Tonsillectomy tragedy: Time running out for Jahi McMath's family
OAKLAND, Calif. (AP) — Without another court order, a California hospital could unhook a 13-year-old girl declared brain dead from a breathing machine...
OAKLAND, Calif. (AP) — Without another court order, a California hospital could unhook a 13-year-old girl declared brain dead from a breathing machine.
Jahi McMath underwent a tonsillectomy at the hospital on Dec. 9 to treat sleep apnea and other issues. After she awoke from the operation, her family said, she started bleeding heavily and went into cardiac arrest. She was declared brain dead three days later.
Jahi could be removed from a ventilator at Children’s Hospital of Oakland at 5 p.m. Monday under Alameda County Superior Court Judge Evelio Grillo’s current order. The girl’s family was pinning its hopes on a New York facility to care for the child after two California care homes withdrew offers to accept her.
“I just found out that the facility my daughter was supposed to be going to has backed out,”Jahi’s mother, Nailah Winkfield, wrote on the family’s fundraising website early Sunday. “My family and I are still striving to find a location that will accept her in her current condition.”
With the clock ticking, the family has raised more than $22,000 through the fundraising website in the chance of a possible transfer.

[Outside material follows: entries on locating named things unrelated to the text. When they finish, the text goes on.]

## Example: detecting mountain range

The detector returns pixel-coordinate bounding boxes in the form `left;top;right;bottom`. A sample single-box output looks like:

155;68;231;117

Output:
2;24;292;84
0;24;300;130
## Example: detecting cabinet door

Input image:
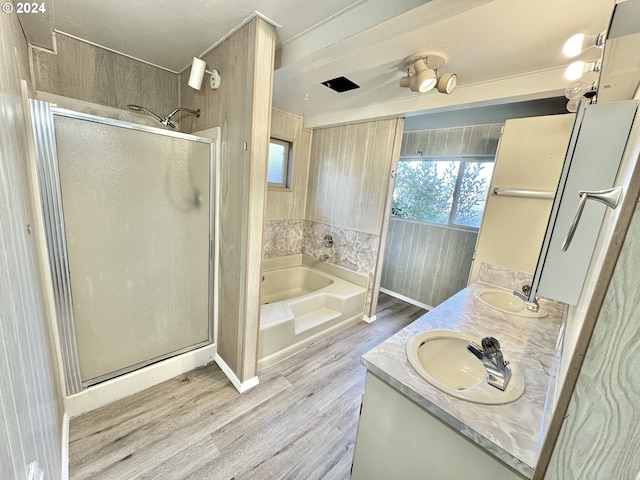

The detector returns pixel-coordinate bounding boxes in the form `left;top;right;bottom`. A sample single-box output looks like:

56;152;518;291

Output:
469;114;575;288
534;100;638;305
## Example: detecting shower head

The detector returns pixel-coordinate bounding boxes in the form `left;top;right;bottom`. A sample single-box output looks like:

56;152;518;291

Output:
127;105;200;130
162;108;200;125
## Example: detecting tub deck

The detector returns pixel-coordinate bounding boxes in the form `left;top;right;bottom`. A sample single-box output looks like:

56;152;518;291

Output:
258;264;367;369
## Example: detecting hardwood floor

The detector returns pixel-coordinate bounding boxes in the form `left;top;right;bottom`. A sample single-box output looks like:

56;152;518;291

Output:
69;294;425;480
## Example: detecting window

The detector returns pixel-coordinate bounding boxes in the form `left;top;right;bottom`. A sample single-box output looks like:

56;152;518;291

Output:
267;138;291;188
391;157;493;228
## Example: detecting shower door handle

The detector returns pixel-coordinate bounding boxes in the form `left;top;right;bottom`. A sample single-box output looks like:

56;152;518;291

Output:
562;187;622;252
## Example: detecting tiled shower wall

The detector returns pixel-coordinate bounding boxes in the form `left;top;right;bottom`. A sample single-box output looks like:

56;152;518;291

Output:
264;111;403;316
264;220;380;278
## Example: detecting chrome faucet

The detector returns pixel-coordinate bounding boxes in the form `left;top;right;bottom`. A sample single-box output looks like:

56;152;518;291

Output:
467;337;511;391
513;285;540;312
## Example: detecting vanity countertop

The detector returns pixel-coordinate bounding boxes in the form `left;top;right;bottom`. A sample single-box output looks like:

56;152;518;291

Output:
361;282;566;478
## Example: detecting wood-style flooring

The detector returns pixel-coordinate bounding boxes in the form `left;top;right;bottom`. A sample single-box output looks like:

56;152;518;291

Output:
69;294;425;480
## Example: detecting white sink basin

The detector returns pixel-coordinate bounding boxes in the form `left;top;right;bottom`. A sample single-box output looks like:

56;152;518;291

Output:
474;288;549;318
407;330;524;405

Doctors at Children’s Hospital and an independent pediatric neurologist from Stanford University have further concluded the girl is brain dead. The hospital wants to remove her from life support, but the family said they believe she is still alive.
Christopher Dolan, the family’s attorney, said he was waiting to hear from the New York hospital after its facility director and medical director speak.

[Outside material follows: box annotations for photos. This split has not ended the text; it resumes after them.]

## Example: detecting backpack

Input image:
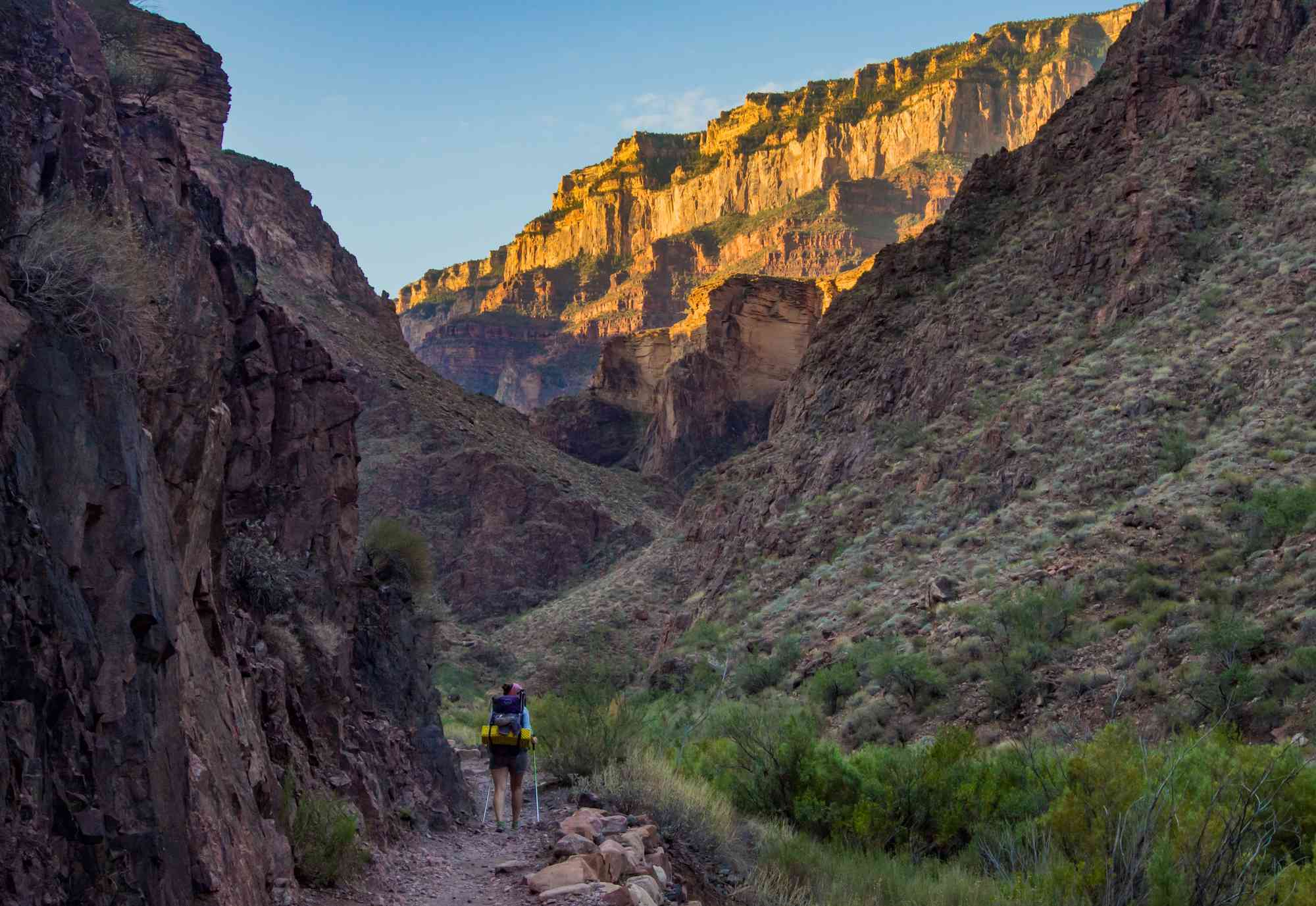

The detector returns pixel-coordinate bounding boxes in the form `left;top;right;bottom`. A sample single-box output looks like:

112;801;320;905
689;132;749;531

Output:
480;692;530;752
494;695;525;739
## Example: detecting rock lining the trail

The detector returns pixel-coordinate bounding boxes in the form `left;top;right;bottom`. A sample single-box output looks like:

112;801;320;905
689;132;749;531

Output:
525;807;699;906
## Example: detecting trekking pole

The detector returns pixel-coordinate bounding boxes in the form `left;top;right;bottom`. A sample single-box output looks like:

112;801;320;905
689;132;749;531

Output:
530;745;540;824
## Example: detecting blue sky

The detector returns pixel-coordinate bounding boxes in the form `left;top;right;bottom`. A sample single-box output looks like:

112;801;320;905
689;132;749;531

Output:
154;0;1117;293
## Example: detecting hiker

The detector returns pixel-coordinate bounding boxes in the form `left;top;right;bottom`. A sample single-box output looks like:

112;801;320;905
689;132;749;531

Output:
490;682;537;834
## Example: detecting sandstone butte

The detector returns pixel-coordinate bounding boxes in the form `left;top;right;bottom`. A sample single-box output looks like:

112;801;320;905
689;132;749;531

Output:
396;5;1136;412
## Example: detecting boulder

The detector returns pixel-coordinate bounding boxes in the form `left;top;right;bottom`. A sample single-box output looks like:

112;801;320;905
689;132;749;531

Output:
626;874;663;906
615;828;645;861
540;881;630;905
525;856;600;893
540;882;594;899
603;815;629;834
558;809;603;840
645;847;671;877
599;840;644;881
599;886;633;906
553;834;599;859
634;824;662;852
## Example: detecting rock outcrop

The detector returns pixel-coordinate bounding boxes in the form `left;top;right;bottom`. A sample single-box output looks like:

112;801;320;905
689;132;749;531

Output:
530;259;873;486
397;5;1134;411
0;0;465;906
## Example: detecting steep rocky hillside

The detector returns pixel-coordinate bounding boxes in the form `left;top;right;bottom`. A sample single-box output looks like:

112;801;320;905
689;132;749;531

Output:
201;133;671;622
519;0;1316;742
397;5;1134;411
530;258;873;490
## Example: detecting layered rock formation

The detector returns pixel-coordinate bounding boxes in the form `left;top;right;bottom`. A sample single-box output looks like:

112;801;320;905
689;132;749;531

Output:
0;0;465;906
508;0;1316;743
530;258;873;486
397;7;1134;409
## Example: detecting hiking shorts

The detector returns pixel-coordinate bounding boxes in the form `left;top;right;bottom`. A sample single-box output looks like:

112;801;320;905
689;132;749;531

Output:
490;745;530;774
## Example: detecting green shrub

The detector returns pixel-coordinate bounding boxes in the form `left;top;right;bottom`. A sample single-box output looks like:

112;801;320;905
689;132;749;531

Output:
1283;645;1316;682
530;669;644;781
873;652;949;710
9;199;170;376
687;699;819;818
736;635;800;695
362;516;434;589
288;793;367;888
1184;609;1265;717
1230;482;1316;553
224;527;312;614
987;657;1036;714
1045;723;1316;906
680;619;726;651
1157;428;1198;474
804;661;859;717
590;751;746;865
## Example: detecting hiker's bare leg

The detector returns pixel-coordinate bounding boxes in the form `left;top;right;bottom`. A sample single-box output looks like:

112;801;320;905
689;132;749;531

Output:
490;768;508;820
504;772;525;823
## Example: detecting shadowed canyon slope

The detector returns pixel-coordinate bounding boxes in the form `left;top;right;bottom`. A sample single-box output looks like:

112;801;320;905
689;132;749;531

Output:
516;0;1316;743
0;0;663;906
397;7;1133;411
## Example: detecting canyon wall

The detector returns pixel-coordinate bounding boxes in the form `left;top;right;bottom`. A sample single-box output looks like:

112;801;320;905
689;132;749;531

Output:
0;0;466;906
396;5;1134;411
530;258;873;488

“The family is together, and today everybody is praying and being together,” Dolan told the Associated Press Sunday. He said no decisions had been made about legal options for Monday, and would not comment on progress with the New York facility.
On Sunday, the hospital said it had not heard from the New York facility, or any other, about a transfer.
“We need to be able to talk to the other facility to understand what it is they are capable of doing,” Cynthia Chiarappa, a hospital spokeswoman, said. “This is not transferring an individual in a vegetative state, but a dead body.”
The hospital also said it would need to confirm there is “lawful transportation” included in any plan to transfer Jahi, and written permission from the coroner.
Dolan said previously that the family views the New York site as it’s “last, last hope.” He has also has said it was possible the family could ask Grillo for more time, or file a federal appeal.
Doctors at Children’s Hospital have refused to perform a tracheotomy for breathing and insert a feeding tube, necessary procedures in order to transfer Jahi. The hospital has cited it is unethical to perform surgery on a person legally declared dead.
The hospital’s lawyer, Douglas Straus, said in a letter to Dolan on Sunday that the hospital has required three conditions to transfer Jahi, including assurance from the new facility.
“Discussion about performing medical procedures upon a dead body presents unusual and complicated questions. Until there is a definite commitment by a facility to accept Jahi’s body upon specified terms, I don’t think I can tackle those issues,” the hospital’s lawyer, Straus wrote.
Straus also wrote that the hospital needs to be presented with a “lawful transportation plan” and written approval from the Alameda County coroner to send the teen’s body out of state.